Rabbinic commentators have long sought to explain the mysterious prohibition of shatnez. While traditionally classified as a chok (a law without obvious rational explanation), many sages have discerned profound spiritual and ethical dimensions to this commandment.
The 13th-century commentator Rabbeinu Bachya suggests that the prohibition teaches respect for the divine order of creation. Just as God separated different species, humans must respect these boundaries. Yet the exception for priests suggests that there exists a higher unity beyond these distinctions, one that only those dedicated to divine service can safely navigate.
The Zohar, the foundational text of Jewish mystical thought, goes further, suggesting that improper mixtures of wool and linen unleash destructive spiritual forces. According to this tradition, the Hebrew word sha’atnez can be divided into satan oz, “Satan is strong,” indicating that improper mixtures empower destructive cosmic forces. Yet in the hands of the priests, these same forces are channeled toward blessing and harmony.

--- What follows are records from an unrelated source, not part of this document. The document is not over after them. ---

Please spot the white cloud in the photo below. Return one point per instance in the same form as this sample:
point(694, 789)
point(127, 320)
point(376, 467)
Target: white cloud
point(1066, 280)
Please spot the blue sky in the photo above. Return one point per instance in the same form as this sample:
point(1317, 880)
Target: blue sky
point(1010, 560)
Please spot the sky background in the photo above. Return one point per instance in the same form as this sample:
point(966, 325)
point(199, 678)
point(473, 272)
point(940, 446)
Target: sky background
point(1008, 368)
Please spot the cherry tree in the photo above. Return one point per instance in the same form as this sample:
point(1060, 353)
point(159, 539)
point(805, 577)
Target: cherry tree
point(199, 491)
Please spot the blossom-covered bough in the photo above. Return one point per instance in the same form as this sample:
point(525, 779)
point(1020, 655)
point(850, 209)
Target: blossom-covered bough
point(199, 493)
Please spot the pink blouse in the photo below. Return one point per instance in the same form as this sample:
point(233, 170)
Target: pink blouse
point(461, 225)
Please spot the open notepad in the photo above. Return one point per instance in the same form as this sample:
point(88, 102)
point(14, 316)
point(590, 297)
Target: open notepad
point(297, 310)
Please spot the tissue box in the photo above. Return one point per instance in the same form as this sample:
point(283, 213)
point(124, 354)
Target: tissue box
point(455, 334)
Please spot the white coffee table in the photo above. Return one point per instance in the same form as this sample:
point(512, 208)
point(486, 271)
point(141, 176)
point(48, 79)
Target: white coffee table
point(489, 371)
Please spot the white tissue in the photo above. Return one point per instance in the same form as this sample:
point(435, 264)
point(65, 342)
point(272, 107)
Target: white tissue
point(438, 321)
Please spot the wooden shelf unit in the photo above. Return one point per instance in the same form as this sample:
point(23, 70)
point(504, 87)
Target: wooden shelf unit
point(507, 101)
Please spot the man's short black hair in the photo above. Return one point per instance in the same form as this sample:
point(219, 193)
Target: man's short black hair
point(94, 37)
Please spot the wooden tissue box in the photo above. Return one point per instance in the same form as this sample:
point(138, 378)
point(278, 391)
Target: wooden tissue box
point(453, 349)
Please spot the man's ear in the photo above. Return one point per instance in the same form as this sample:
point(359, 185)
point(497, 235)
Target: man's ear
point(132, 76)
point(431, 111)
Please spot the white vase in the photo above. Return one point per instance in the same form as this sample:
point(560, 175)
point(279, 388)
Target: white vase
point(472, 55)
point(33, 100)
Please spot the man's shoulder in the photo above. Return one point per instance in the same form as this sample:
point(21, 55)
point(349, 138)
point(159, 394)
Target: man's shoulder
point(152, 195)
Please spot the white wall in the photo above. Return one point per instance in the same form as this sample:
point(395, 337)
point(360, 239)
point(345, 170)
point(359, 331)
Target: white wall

The priestly role in wearing shatnez takes on significance when viewed through Rene Girard’s understanding of sacrifice. The priest, by donning the forbidden mixture, performs a controlled ritual that contains potential violence. As mediator between human and divine realms, the priest occupies the dangerous threshold where mimetic tensions converge - the very point where Cain’s violence against Abel erupted.
The priest’s garments perform what Girard would recognize as the essential function of ritual: channeling potentially destructive mimetic forces into structures that protect the community. By wearing the prohibited mixture, the priest becomes a living synthesis of the primordial rivalry, embodying both agricultural and pastoral dimensions that once led to fratricide. The priest thus stands as a living resolution to the violent founding of human culture that Girard sees in the Cain and Abel story.
The prohibition of shatnez reinforces cosmic order, while its priestly exception points to the need to mediate conflict through dialectic rather than mere separation. Holiness takes on a doubled sense, both the separation of things that don’t or shouldn’t mix, and, the exceptional combination of the unmixable for the sake of heaven. This difference within holiness itself makes all the difference. And helps us appreciate the ambiguity of the opening commandment in Kedoshim: “Be holy for I the Lord your God am holy.”